Minnesota Opinion: Running the COVID-19 marathon together to win

Summary: To get to an open Minnesota, we must push through these hard weeks, and continue to follow health guidelines to slow or stop the spread of COVID-19.

Minnesota Opinion editorial
Minnesota Opinion editorials
West Central Tribune graphic

As Minnesota’s stay-at-home order continues, many residents are likely thinking, “When is all of this going to end, and life get back to normal?”

We want “normal,” too — open restaurants, busy basketball courts, proms and graduations and business as usual.

To get there, we must push through these hard weeks, and continue to follow health guidelines to slow or stop the spread of COVID-19.

The better we are at following the stay-at-home order, the more diligent we are about social distancing, the less stress and strain we put on first responders, the faster things can get back to something resembling normal.

But this is a marathon, not a sprint: We have to outlast COVID-19.


Here are a few things we should all be asking ourselves:

  • Did I really need to take that trip to Walmart? Was that really essential?

  • Am I too embarrassed to wear a face mask in public?

  • Is my own convenience more important than the safety and welfare of other people?

  • Am I getting kind of lax in keeping my distance and following the recommendations?
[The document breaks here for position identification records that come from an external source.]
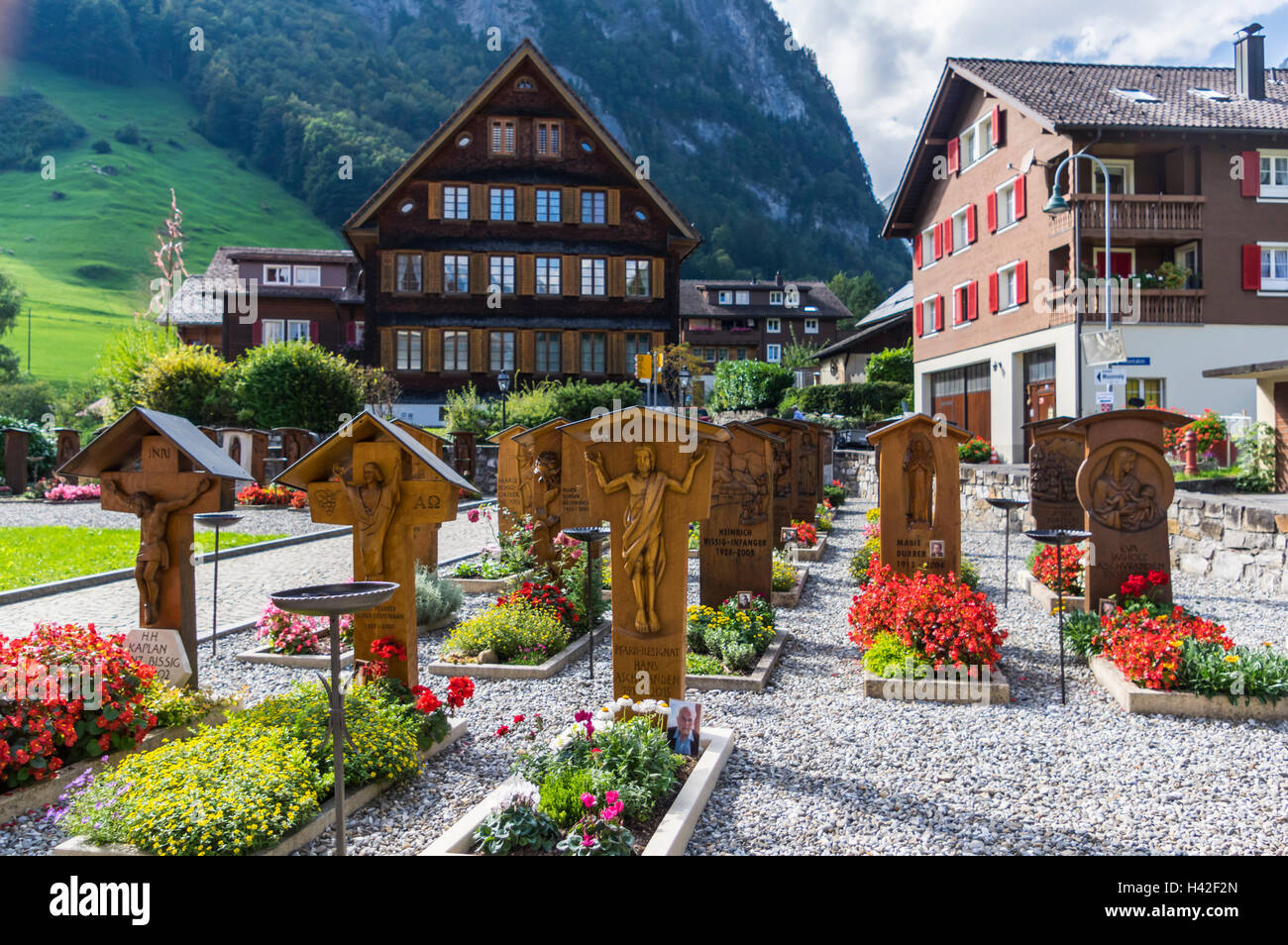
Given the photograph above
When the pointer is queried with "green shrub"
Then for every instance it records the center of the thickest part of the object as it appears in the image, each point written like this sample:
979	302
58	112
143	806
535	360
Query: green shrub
509	630
436	599
748	385
187	381
295	383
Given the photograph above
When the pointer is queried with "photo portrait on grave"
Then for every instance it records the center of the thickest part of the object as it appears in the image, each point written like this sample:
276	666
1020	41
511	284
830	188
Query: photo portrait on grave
684	726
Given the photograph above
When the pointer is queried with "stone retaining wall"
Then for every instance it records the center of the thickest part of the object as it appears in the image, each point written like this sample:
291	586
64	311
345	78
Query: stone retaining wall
1233	537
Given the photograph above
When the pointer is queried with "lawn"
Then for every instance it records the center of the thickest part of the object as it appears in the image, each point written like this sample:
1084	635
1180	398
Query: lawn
84	262
52	553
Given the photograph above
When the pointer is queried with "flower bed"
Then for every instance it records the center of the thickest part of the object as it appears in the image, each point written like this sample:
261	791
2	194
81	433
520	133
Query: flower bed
600	787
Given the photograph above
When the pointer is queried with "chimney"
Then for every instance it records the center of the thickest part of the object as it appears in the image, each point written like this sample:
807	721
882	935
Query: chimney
1249	63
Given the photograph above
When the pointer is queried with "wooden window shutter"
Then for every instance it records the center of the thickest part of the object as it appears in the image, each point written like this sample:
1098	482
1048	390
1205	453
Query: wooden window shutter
1250	183
432	271
433	351
616	277
570	274
386	349
1252	262
527	273
527	353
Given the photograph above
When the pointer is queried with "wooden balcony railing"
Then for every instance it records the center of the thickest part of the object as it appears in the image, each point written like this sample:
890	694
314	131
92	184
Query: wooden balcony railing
1131	213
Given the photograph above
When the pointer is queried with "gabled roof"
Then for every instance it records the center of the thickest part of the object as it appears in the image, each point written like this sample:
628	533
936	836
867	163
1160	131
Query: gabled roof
119	446
526	55
316	465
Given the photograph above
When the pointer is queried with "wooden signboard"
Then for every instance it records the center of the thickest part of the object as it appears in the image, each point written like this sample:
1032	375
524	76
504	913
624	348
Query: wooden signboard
737	551
357	477
1125	486
1054	460
917	472
648	486
161	469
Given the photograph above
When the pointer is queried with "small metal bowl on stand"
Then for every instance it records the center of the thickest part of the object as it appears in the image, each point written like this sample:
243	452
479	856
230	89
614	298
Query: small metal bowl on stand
333	600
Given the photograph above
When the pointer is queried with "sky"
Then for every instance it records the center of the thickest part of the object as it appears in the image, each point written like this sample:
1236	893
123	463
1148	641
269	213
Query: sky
885	58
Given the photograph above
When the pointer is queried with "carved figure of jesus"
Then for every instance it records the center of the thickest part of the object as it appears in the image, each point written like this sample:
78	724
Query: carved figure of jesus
642	537
373	502
154	550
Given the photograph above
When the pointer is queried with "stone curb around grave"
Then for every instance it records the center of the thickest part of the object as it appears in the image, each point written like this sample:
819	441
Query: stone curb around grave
755	682
1047	597
40	793
501	671
996	691
1154	702
673	833
297	840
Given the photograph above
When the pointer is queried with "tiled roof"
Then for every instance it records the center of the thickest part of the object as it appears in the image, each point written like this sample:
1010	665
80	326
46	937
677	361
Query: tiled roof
1077	94
694	303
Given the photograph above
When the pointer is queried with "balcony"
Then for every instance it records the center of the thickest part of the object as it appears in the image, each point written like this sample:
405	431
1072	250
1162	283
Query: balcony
1133	215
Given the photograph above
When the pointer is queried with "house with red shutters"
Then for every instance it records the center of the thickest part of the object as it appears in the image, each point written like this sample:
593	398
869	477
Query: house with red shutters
1196	165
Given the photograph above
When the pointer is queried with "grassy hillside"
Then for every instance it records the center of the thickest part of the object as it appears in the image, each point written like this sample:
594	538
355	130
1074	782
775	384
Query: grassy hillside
84	262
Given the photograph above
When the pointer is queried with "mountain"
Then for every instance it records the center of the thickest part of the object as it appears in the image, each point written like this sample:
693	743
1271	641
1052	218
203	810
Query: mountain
738	125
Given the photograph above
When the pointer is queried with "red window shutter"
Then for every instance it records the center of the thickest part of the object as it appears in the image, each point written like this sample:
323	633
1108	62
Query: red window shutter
1252	266
1250	183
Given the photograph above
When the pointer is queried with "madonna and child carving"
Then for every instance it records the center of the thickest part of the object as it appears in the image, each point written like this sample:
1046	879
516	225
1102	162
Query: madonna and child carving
643	557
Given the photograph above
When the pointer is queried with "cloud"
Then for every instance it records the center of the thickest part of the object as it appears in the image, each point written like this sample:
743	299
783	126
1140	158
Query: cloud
885	58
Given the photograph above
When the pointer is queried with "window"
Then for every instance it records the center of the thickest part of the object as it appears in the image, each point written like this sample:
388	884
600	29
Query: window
501	273
592	277
501	351
592	206
1147	389
501	141
638	277
592	347
1274	174
548	206
501	204
548	138
1274	267
548	353
407	271
407	351
548	275
456	273
456	202
456	351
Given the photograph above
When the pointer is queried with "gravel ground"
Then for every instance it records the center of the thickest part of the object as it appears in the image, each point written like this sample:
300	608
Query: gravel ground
820	769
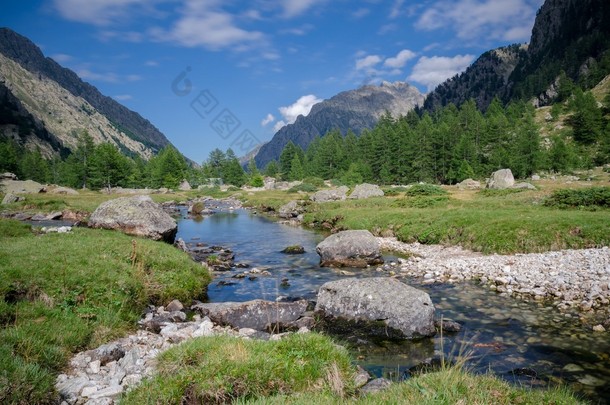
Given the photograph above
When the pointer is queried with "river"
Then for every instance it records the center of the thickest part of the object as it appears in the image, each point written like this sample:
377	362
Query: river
523	342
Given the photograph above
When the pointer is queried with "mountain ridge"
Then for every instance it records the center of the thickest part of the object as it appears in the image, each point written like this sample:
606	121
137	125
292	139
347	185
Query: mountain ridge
354	110
127	129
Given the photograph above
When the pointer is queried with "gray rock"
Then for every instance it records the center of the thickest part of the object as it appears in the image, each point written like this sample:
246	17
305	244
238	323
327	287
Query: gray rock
350	248
366	190
524	185
107	353
138	216
337	194
184	186
290	210
376	385
384	305
11	198
501	179
63	191
469	184
175	305
257	314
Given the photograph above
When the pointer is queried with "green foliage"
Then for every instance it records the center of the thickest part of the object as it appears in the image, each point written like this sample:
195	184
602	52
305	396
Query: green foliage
305	187
224	369
425	190
580	198
94	289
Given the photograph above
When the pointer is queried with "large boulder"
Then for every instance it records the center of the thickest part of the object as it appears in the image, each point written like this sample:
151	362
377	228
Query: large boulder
382	305
350	249
290	210
335	194
365	190
257	314
469	184
139	216
63	191
501	179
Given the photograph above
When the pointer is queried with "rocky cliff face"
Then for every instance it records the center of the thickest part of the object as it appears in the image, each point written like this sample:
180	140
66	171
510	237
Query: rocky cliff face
568	35
354	110
50	105
485	79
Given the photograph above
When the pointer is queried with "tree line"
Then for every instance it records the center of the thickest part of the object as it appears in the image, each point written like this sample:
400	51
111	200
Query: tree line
453	144
444	147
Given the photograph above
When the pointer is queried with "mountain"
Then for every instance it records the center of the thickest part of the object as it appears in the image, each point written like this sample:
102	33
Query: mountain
45	105
354	110
485	79
572	36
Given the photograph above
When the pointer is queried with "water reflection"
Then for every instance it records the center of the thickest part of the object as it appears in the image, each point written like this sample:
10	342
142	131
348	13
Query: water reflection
525	342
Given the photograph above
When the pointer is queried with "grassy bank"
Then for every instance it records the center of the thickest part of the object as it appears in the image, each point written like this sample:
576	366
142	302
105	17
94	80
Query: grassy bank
62	293
308	369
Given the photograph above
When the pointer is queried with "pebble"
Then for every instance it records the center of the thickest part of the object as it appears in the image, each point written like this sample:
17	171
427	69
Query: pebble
569	278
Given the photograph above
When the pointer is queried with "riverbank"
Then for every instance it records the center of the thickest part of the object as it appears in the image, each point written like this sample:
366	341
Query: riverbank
568	278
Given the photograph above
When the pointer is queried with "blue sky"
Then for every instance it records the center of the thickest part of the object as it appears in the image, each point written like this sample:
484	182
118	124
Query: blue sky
213	73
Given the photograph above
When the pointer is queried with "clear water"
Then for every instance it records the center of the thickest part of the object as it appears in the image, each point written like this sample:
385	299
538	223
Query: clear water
529	343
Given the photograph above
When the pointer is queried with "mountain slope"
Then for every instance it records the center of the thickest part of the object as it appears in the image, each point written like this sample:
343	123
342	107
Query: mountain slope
485	79
58	100
568	35
355	109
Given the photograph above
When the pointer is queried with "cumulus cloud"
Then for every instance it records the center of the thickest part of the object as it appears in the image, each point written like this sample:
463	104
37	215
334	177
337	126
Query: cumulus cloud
300	107
509	20
431	71
294	8
400	59
367	62
267	120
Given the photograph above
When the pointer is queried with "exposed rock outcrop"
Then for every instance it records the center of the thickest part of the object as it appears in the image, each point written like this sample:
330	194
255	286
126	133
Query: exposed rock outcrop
366	190
385	305
139	216
350	248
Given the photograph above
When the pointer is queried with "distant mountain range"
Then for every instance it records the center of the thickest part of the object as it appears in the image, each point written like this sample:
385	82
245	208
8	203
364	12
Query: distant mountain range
568	35
353	110
45	105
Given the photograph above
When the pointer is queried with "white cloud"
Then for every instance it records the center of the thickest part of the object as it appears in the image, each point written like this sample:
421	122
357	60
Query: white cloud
367	62
434	70
300	107
509	20
97	12
294	8
361	12
267	120
123	97
400	59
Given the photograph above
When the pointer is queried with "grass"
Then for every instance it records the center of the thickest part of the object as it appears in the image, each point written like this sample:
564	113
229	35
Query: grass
491	223
62	293
223	369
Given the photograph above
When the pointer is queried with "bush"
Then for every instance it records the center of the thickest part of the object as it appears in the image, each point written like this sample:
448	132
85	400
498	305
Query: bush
425	190
585	198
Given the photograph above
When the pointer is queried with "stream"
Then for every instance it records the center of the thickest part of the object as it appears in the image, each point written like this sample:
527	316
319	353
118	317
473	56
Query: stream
523	342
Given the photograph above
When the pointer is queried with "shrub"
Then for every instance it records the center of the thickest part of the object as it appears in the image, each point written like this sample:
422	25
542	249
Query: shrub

We know this is hard, and we have been at this, together, since March 27. That’s a long time.
It would be easy to lose focus now, or to let our guard down. It’s too easy to go visit a friend’s house, for just a few minutes. It’s more comfortable to pull your mask under your nose at the grocery store. It’s faster to “just scooch by” rather than wait your turn. It’s more fun to play a regular round of golf than abide by the new rules that have allowed Minnesota golf courses to reopen.

Very few reading this editorial today are experts on pandemics. We aren’t, either. That’s why we are taking our cue from the scientific community.

In the simplest terms, COVID-19 does not move on its own. It travels by us. If we stay put, the virus stays put.

It’s a hard truth, but a truth nonetheless.

We are in charge — all of us — of putting this virus down, and buying time for the medical community to administer tests and develop vaccines and treatments.

That means sacrifices. Staying at home, wearing our masks when we are out, washing our hands (soap, hot water, 20 seconds) and thinking of the greater good.

We may never know if we did too much. But we will certainly know if we didn’t do enough.


This editorial is the opinion of the Detroit Lakes Tribune's editorial board.